The ASO performed a concert with works by Wagenaar, Liszt and Beethoven. The conductor was Jaap van Zweden (http://en.wikipedia.org/wiki/Jaap_van_Zweden). The concert began with Johann Wagenaar’s Cyrano de Bergerac overture, Opus 23. This piece reminded me a bit of movie music, which is not Wagenaar’s fault, since he wrote it before music was scored specifically for the cinema. The truly wonderful part of this performance, however, was the ASO itself. Never did I hear the strings play with such strength and with such cohesion. If this venerable institution could play like this all of the time, it would be wonderful. I attribute this to van Zeden, who really took control of the ASO.
Jean-Yves Thibaudet (http://en.wikipedia.org/wiki/Jean-Yves_Thibaudet) was the soloist in the Liszt’s first piano concerto. We are getting blitzed this year with Liszt because it is the 200th anniversary of his birth. Thibaudet is in the first-tier of concert pianists. He has technical skill, strength, and musical moxie. The concerto is played without break between its four movements, so the soloist has to have some stamina. There appeared to be good rapport between van Zweden and Thibaudet, with the latter frequently paying attention to the conductor, whom some soloists tend to ignore.
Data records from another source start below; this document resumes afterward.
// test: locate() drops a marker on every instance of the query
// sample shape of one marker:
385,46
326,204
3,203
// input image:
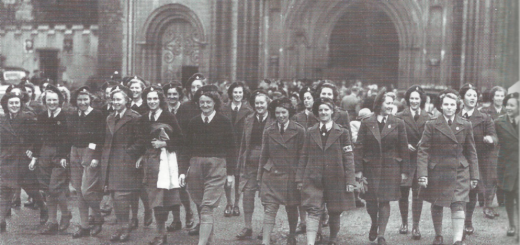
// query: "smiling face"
470,99
14,105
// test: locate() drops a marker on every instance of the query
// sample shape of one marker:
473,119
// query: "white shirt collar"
328,125
55,113
89,109
210,117
156,115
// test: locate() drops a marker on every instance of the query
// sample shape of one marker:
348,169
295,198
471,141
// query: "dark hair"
284,103
418,89
7,97
452,94
513,95
380,99
322,101
160,94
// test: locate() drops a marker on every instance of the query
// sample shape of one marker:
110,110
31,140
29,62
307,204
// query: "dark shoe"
49,229
97,227
148,218
245,234
511,231
159,240
194,231
228,212
174,226
372,235
301,229
403,229
44,215
65,221
381,241
80,232
416,233
236,211
189,219
438,240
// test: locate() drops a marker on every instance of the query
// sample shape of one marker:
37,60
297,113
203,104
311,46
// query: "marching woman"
485,140
282,144
326,172
86,129
382,157
16,139
507,131
49,157
414,117
162,139
236,110
249,157
210,145
447,166
119,175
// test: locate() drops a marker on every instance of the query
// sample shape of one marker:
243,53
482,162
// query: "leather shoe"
49,229
372,235
245,234
228,212
189,219
403,229
511,231
301,229
194,231
80,232
65,221
148,218
438,240
416,233
236,211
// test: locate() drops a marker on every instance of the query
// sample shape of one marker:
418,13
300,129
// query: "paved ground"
23,229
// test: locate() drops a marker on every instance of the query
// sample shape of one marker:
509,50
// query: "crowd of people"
316,147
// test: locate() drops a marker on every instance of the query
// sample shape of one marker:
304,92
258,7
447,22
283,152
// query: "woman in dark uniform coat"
118,160
236,110
382,157
164,197
16,139
507,131
50,153
249,157
326,172
282,144
414,118
86,130
447,165
211,150
485,140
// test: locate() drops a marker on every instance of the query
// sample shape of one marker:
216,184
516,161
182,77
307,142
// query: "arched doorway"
364,45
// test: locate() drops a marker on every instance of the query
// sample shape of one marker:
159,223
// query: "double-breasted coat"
279,163
382,157
448,157
120,153
414,131
245,148
326,171
507,167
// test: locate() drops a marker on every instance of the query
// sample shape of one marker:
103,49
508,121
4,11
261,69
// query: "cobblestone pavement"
22,228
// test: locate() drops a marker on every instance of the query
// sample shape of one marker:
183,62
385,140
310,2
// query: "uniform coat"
245,148
279,163
325,172
414,133
382,157
507,168
448,157
119,153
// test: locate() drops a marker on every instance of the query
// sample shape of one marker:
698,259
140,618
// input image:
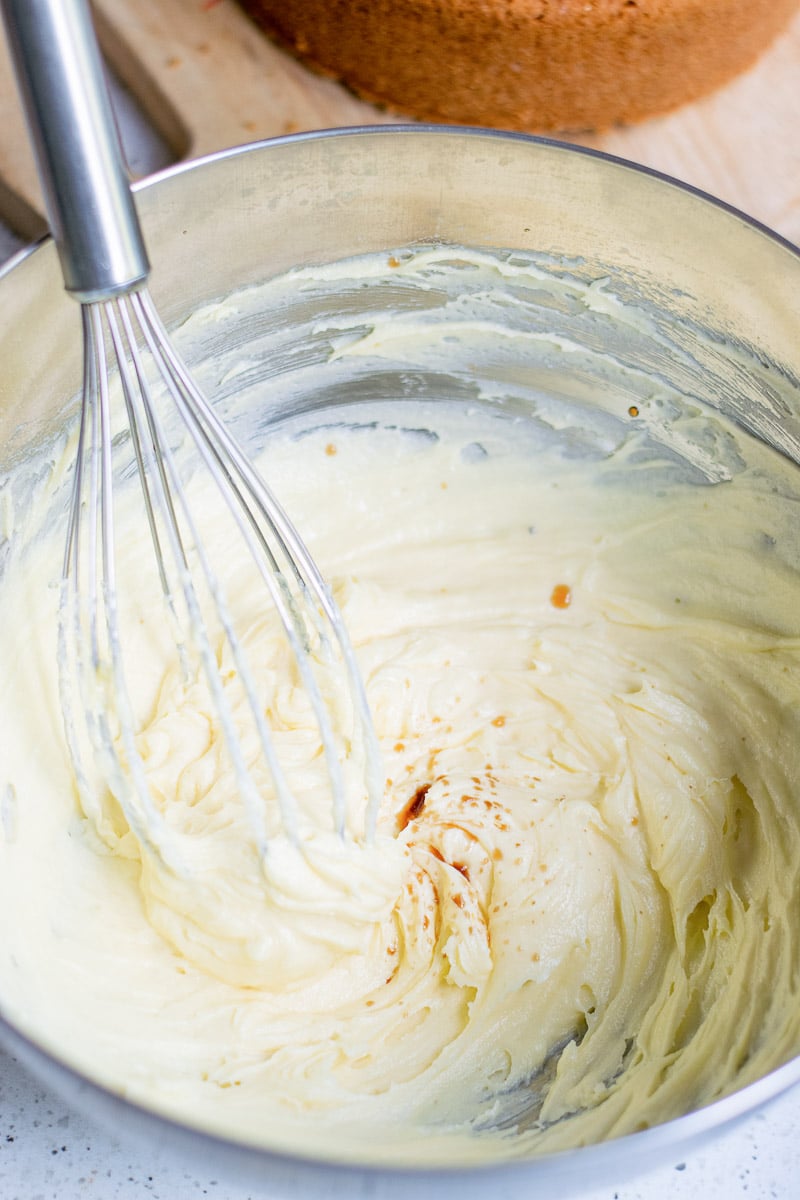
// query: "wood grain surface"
209,78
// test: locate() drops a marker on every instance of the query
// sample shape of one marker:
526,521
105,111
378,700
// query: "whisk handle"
77,147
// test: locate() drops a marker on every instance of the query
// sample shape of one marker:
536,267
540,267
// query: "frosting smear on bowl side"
578,916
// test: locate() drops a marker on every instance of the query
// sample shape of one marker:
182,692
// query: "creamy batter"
578,916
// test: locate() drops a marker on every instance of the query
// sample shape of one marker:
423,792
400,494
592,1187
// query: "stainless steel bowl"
720,294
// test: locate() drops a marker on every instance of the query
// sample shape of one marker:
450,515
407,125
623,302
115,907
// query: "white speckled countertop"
50,1152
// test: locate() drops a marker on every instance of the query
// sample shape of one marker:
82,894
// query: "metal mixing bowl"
717,289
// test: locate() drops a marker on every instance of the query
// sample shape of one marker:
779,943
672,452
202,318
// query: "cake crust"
529,65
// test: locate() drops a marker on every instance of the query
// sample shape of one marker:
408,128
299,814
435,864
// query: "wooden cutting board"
209,79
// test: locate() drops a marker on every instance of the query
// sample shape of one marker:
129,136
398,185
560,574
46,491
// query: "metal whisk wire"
106,268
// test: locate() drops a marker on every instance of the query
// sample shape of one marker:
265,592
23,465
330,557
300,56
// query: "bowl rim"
637,1150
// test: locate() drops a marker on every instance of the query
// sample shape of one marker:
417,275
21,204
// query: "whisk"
131,365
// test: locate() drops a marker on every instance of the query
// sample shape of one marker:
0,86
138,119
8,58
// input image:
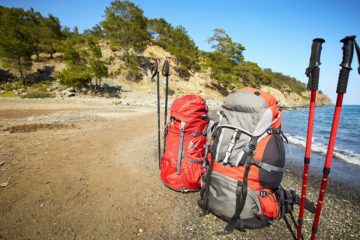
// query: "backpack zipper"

The concert finished with Beethoven’s Symphony No 7. The ASO again performed brilliantly. The piece is exuberant and maybe Beethoven’s happiest. It has catchy melodies and, of course, wonderful thematic development. Van Zweden showed wonderful control over the dynamics of the symphony, coaxing true pianissimos out of the players, while also getting some attention-grabbing volume from the clarinets. The conductor continually gave instruction to the players about what he wanted and it showed in the ASO’s performance. The only glitch is an otherwise flawless performance was a burble in the French horns in the first movement.
The Dallas Symphony is fortunate to have such a strong conductor as van Zweden. It does certainly demonstrate that a conductor can really influence the playing of an orchestra.